Customer Data Models Power CRMs
Startup CMO on the data models underpinning CRMs
The real battleground in CRM is not sending messages, it is maintaining one clean customer record that stays usable as people change over time. In practice that means finding duplicates, merging records, updating fields from APIs or CSVs, and letting non technical teams do this without breaking the system. Salesforce became the default system of record for sales led companies, but newer players like Klaviyo and Customer.io were built around richer, more flexible customer profiles tied to product and ecommerce behavior, which makes modern lifecycle messaging easier to operate.
-
The interview makes the data model issue concrete. A good CRM has to treat a person as a living record, not a static row. That includes handling name changes, duplicate emails, CSV imports, malformed data, and identity matching across sources. Those basic jobs determine whether marketers trust the tool day to day.
-
Klaviyo won early by pairing easy marketer workflows with a heavier customer data layer.
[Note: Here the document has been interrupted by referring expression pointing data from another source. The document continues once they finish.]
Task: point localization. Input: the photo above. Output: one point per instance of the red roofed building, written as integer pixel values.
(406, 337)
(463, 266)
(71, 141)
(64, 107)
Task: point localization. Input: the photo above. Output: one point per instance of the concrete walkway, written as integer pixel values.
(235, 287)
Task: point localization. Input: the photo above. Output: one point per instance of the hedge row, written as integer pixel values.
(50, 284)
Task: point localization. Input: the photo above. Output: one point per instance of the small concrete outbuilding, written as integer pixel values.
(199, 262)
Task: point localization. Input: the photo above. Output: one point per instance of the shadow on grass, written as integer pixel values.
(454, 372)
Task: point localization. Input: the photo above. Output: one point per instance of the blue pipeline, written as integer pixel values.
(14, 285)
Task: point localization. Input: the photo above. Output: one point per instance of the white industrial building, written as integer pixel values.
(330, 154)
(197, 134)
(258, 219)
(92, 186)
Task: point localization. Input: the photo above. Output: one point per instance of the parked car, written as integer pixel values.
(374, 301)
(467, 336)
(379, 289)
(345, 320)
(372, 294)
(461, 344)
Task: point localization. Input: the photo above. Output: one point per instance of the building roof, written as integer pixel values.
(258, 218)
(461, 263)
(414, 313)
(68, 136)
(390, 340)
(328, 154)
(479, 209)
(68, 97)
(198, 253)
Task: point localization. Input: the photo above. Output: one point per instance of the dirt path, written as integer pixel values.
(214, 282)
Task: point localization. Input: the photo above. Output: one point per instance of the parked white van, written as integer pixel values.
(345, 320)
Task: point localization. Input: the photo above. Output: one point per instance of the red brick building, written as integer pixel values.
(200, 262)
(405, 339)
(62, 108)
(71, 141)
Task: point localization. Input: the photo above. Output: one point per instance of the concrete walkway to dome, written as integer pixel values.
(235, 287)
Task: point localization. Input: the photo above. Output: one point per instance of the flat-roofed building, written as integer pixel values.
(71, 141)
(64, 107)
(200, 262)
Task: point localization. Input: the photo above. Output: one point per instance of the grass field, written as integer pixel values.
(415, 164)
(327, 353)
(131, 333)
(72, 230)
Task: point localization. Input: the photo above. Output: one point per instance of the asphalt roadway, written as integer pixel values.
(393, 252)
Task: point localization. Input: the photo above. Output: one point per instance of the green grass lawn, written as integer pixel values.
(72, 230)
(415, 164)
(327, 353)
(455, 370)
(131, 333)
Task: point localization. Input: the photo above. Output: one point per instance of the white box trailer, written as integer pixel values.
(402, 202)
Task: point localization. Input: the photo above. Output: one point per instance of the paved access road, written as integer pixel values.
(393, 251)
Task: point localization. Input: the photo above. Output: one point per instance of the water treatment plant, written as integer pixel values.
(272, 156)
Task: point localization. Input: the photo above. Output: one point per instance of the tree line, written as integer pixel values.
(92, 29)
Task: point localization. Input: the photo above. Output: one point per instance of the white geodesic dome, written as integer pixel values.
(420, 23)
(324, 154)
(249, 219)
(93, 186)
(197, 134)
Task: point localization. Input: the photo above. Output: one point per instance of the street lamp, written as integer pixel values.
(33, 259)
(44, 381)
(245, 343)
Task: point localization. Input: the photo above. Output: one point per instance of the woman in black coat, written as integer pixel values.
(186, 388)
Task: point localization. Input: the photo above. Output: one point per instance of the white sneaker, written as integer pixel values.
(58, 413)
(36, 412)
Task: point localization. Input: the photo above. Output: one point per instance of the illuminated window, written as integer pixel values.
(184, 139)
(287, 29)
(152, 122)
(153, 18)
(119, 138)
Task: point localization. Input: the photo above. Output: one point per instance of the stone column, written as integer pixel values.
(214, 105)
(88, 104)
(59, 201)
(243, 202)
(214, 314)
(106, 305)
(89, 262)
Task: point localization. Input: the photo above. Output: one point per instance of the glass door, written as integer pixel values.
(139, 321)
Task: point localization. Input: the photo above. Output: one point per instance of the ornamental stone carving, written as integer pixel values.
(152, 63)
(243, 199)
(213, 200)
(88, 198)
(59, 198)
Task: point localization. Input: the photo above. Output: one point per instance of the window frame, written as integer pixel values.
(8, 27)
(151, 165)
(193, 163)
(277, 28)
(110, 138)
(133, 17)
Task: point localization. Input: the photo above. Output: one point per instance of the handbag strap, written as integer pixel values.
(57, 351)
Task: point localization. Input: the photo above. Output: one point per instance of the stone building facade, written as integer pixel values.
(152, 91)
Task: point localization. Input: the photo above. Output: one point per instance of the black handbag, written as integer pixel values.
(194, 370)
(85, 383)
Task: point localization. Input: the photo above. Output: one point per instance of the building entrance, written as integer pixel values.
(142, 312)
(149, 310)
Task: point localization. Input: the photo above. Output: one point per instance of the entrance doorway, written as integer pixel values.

It built marketing automation on top of a CRM with custom fields, site event data, and later its own CDP, which let ecommerce teams segment users by what they browsed, bought, or abandoned without needing a sales ops style admin team.
-
Customer.io sits on the more technical side of the market. It builds user profiles from app events, APIs, and CDPs, then lets teams trigger email, SMS, and push from those profiles. Its own leadership has drawn the boundary at communications and integrations, not replacing B2B or B2C CRMs outright, because those systems of record have very different data models and workflows.
The next phase is a shift from workflow tools to customer data systems that can serve marketers, product teams, and data teams at once. The winners will be the platforms that make the customer record both richer and easier to work with, which is why Salesforce remains durable in sales led companies while Klaviyo and Customer.io keep expanding where behavior based, product aware messaging matters most.